“I guess we can straighten them out,” added the Prince, as he followed the captain.
They found the firemen—not only the watch on duty, but all of them—seated in the airiest part of the room, smoking their pipes and cigars as coolly as though every thing was going well on board. The doors of the furnaces were fastened wide open, and the steam was rapidly diminishing in pressure.
“What are you about?” demanded O’Hara, very indignant at the state of things he found in the fire-room.
Mr. Frisbone went to the furnaces at the same time, for it was of no avail for him to say any thing to these men who did not understand his language. He closed the doors of the furnaces, which were tolerably well supplied with coal, and opened the draughts. As he did so, one of the Frenchmen came up to him, followed by two more.
“Non! Non!” shouted one of them, as he closed the draught, and threw open the doors again.
He proceeded to make a rather violent speech in his own language, which was not understood by the Prince. But the latter could understand the man’s actions if not his words; and they meant rebellion as plainly as though it had been formally declared in the English tongue. He was not a man to be set aside by anybody; and he pushed the Frenchman away, and opened the doors and draughts again. He had scarcely completed the task before one of the men struck him a violent blow on the head, which felled him to the floor. But he was not badly hurt, and leaped to his feet on the instant. In the twinkling of an eye he had knocked over two of his assailants; and the third was on the point of hitting him on the back of the head with an iron bar, when O’Hara, seeing his danger, rushed upon the Frenchman, and, seizing the man by the neck, jammed his knees into the small of his back so as to throw him over backwards.

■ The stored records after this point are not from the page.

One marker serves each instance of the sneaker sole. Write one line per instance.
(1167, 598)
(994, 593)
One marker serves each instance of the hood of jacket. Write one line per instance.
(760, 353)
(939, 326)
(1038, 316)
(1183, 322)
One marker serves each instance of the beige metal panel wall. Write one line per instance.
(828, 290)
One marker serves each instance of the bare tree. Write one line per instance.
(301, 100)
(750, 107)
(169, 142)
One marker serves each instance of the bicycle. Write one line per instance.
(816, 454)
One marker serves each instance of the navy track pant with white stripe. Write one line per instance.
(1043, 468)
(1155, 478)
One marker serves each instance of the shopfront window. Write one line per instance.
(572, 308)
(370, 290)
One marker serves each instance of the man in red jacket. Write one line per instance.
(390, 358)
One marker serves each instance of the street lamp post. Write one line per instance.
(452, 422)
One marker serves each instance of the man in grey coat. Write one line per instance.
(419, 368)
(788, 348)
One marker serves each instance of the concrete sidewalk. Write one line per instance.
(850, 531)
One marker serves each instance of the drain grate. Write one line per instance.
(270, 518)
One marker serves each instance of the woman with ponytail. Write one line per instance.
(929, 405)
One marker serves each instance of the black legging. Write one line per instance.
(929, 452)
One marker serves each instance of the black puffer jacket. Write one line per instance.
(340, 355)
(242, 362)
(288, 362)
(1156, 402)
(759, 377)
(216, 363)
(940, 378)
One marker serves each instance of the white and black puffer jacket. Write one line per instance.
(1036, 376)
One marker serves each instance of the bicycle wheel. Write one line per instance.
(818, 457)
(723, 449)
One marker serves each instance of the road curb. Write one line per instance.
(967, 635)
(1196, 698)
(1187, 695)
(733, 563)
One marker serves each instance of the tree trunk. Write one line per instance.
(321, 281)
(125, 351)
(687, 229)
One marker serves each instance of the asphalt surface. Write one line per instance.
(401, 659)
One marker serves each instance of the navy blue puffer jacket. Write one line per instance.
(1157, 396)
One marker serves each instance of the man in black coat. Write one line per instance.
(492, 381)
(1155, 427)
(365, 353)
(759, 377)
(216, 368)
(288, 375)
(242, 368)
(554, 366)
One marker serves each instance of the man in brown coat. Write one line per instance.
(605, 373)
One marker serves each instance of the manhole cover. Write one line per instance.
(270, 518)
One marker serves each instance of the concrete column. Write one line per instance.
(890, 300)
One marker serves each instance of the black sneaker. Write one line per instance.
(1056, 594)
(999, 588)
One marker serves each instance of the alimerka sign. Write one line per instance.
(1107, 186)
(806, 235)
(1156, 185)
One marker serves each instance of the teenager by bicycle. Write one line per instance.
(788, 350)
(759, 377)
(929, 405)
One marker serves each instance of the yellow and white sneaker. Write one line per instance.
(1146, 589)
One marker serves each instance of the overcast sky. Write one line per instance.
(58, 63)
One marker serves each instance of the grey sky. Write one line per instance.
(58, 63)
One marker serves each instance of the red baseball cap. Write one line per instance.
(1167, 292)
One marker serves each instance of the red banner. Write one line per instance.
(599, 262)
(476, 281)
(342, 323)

Richards stood in the engine-room at the head of the steps, watching the progress of events. When the Frenchman knocked the Prince over, the engineer called Shakings and Rimmer, both of whom tumbled down the steps in season to defend the captain from a violent assault on the part of the Italians, who were disposed to make common cause with their fellow-laborers. Raymond, hearing the noise in the fire-room, hastened below, followed by Tom Speers. These ample re-enforcements caused the firemen to fall back, and place themselves on the defensive.
“I am ready to fight if need be, though I am a man of peace,” said the Prince, puffing with his exertions. “But I should like to know what I am fighting for. What’s the matter? What has caused this row?”
“The men won’t work,” replied O’Hara.
“What’s the reason they won’t work?” demanded Mr. Frisbone, who was sufficiently familiar with labor difficulties to be competent to meet any emergency of this kind. “Aren’t they satisfied with their wages?”